Wang’s condition greatly improved after undergoing a brain operation at a Beijing hospital in 2010.
“Wang Dafeng suffered from mania. He needed to continuously take medicine and have regular check-ups at hospital,” an unnamed doctor from the Third Hospital of Beijing Armed Police Corps, which conducted the operation, told Beijing News.
But when police detained him in August last year his sickness returned, said Zhang.
Police then transferred him to hospital and he returned home in late October.
Zhang tried to persuade him to leave, but when he refused she abandoned him. When she returned, she discovered he had died.
Professor Liu Xiehe, a leading mainland psychiatrist at Sichuan University’s West China School of Medicine, said local civil affairs and public security authorities should be held accountable for the death.
“Local civil affairs department should help families that are not economically able to take care of their mentally disabled members. The public security bureau should send those patients prone to harm others to the mental health centres sponsored by the police authority,” he told the South China Morning Post.
“But in this case both departments [appear to have neglected] their duties. And I guess that even had they wanted to help Wang, they wouldn’t have known what to do because they have no such experience.”
Liu said such a tragedy was not rare in China’s rural areas, where mentally ill people are often locked up in iron cages by relatives.
The country did not have enough rehabilitation facilities for mentally ill people, he said. The facilities that did exist tended to be in cities, he added.
According to China’s Mental Health Law, a county’s government is responsible for supervising grass-root hospitals to provide drugs and rehabilitation for mentally ill patients. Village committees are required to help families.

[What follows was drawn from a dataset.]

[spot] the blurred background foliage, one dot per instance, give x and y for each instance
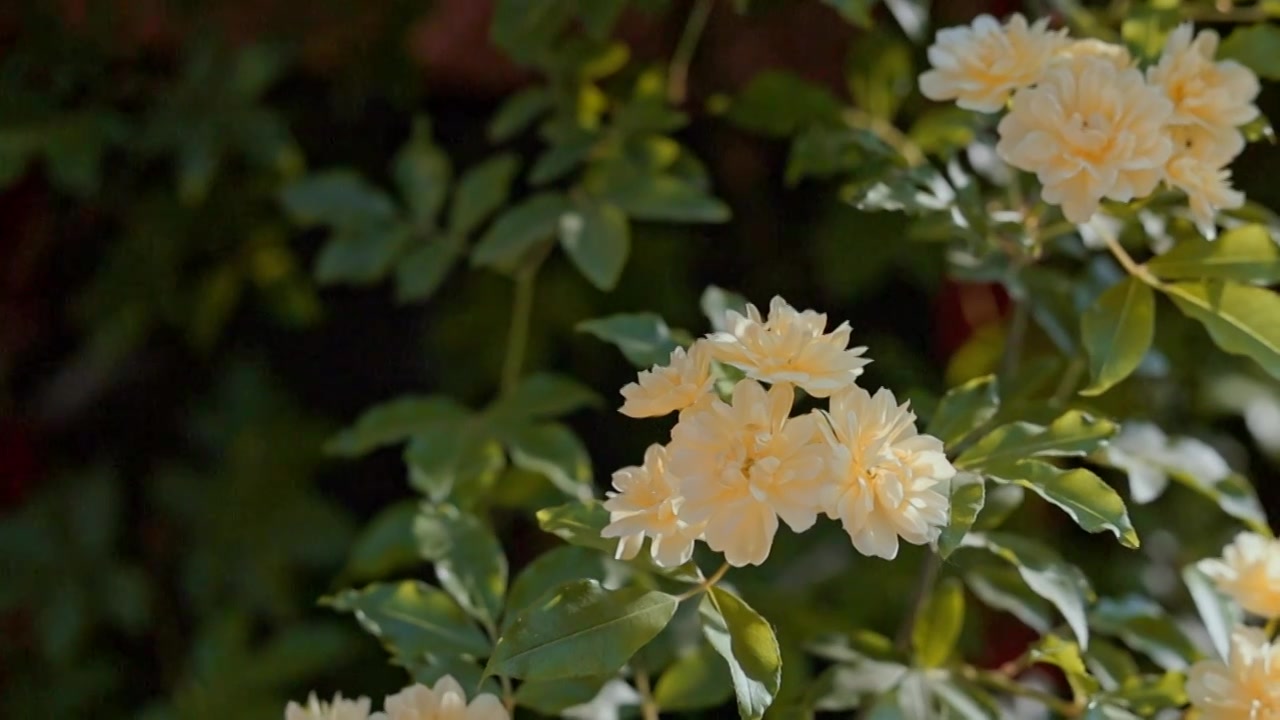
(229, 227)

“These rules have not at all been implemented,” Liu said.
A string of cases have been exposed over the past few years.
In Ruichang of Jiangxi a 42-year-old man had been caged by his mother for 11 years after becoming manic and killing a 13-year-old boy, the Information Times reported.
In Heyuan, Guangdong, a man had been kept in a cage for six years by his mother who was in her 60s and suffering from stomach cancer. The man is thought to have developed a mental disorder after being mobbed and hit on his head by an iron stick, reported the Guangzhou Daily.